Immagine della notizia (Miniatura di PhotoVim su Wikimedia Commons, licenza CC BY-SA 4.0)

Fu uccisa a soli 17 anni dall'ex fidanzato il 14 marzo 1996. Da allora sua madre aiuta altre giovani donne a uscire dal controllo di compagni violenti e dice: "Per queste cose non c'è giustizia, le pene sono troppo poco severe".

Via Buozzi, Reggio Emilia, 25 anni fa. Jessica Filianti non aveva nessuna possibilità di salvarsi: Luca Ferrari le aveva inferto 43 coltellate. Lei lo aveva lasciato, diceva che la riteneva una cosa sua, era possessivo. È stato condannato all'ergastolo in primo grado, poi diventato 23 anni in Appello.
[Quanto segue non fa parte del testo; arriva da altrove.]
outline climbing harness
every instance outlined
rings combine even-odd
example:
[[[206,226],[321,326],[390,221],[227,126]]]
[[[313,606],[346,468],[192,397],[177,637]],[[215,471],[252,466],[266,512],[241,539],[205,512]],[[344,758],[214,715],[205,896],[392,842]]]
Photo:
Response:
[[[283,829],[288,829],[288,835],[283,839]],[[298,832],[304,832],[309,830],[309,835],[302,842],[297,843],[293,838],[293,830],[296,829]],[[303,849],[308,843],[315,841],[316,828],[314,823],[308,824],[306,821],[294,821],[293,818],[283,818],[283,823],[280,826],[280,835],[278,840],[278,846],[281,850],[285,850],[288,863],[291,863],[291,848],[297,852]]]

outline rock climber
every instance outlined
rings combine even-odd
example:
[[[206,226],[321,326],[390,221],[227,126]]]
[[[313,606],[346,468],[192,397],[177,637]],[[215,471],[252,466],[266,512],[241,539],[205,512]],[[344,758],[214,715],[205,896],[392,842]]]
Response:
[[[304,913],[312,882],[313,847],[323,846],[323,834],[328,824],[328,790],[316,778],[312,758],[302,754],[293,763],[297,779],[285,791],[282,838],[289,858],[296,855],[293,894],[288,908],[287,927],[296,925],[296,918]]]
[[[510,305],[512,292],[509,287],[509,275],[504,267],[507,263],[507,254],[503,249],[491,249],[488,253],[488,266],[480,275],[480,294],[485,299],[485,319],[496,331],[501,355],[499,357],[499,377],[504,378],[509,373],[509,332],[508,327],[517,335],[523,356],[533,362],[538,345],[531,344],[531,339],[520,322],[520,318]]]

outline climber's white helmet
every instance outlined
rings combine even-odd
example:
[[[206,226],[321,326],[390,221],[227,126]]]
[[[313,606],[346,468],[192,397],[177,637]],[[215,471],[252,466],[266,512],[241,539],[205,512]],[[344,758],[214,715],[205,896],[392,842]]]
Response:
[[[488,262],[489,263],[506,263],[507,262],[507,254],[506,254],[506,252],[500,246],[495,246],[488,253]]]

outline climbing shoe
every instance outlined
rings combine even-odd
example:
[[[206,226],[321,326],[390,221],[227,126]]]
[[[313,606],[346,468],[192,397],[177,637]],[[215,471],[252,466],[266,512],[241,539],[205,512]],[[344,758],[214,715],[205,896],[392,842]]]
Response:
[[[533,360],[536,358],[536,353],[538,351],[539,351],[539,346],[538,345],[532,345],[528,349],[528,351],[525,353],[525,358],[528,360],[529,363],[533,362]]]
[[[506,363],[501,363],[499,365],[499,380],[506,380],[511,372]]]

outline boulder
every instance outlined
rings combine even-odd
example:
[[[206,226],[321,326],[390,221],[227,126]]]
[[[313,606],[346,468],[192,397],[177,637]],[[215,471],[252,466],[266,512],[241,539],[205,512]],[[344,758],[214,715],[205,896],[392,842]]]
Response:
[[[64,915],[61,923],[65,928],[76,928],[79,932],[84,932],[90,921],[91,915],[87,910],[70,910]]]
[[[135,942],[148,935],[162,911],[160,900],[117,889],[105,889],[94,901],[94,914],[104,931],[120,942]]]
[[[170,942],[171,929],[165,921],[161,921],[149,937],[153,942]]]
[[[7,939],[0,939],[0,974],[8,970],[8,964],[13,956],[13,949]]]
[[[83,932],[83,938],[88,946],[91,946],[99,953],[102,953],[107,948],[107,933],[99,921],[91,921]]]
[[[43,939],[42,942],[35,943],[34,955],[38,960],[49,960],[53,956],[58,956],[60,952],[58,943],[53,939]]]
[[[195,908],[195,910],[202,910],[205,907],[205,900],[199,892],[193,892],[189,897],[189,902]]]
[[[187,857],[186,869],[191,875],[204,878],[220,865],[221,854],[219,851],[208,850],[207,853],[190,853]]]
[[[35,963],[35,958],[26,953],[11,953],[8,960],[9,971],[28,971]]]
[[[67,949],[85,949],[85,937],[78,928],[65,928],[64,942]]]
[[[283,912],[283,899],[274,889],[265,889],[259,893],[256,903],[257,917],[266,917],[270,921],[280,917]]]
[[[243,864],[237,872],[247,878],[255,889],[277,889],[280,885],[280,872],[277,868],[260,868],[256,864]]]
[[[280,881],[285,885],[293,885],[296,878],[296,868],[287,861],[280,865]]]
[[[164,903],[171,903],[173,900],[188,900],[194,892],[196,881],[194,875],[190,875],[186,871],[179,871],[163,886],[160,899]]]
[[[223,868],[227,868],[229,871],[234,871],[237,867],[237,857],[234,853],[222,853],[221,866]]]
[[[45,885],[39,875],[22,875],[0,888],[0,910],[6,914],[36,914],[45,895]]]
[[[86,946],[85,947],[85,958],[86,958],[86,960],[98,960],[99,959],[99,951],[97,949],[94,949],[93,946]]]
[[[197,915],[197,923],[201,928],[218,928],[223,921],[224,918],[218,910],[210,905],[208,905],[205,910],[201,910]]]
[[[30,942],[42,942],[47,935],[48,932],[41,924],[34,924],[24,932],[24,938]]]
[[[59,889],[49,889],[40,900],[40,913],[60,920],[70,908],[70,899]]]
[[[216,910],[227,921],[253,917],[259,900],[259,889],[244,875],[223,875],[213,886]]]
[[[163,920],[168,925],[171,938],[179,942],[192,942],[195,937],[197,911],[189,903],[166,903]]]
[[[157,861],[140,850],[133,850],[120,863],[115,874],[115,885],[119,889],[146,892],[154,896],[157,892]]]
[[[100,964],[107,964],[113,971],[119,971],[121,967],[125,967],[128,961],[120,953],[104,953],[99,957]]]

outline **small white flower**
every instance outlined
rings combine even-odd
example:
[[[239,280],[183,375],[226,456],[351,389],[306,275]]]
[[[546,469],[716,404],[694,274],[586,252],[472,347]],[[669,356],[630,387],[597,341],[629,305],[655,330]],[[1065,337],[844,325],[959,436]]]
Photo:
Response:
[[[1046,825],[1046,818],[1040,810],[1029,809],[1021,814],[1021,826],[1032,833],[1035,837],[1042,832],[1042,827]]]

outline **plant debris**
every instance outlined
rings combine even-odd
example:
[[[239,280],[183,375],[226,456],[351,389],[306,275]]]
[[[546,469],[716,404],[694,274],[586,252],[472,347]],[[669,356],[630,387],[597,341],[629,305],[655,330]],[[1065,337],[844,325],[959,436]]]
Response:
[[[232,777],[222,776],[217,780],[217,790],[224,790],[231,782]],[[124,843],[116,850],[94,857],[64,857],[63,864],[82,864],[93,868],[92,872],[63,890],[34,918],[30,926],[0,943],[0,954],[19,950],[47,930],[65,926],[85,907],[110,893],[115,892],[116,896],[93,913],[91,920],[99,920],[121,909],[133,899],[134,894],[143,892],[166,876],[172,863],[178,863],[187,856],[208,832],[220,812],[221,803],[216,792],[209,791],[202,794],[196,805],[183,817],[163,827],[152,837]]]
Ne ha scontati molti meno per buona condotta.

Da tempo è fuori, ha una famiglia. "Venticinque anni sono passati – racconta la mamma della vittima, Giuliana Reggio, intervistata da Reggionlinema dentro no, dentro c'è dolore e rabbia. La giustizia dovrebbe mettere pene più severe, non è possibile".

Ieri, sabato 13 marzo, avrebbe dovuto tenersi l'inaugurazione del giardino intitolato proprio alla memoria di Jessica, tra le vie Giacomo Matteotti, Pier Giacinto Terrachini e Carlo Zucchi, all'interno del parco Matteotti, a poca distanza dal luogo in cui fu uccisa. Una cerimonia rinviata a causa delle restrizioni per il Covid.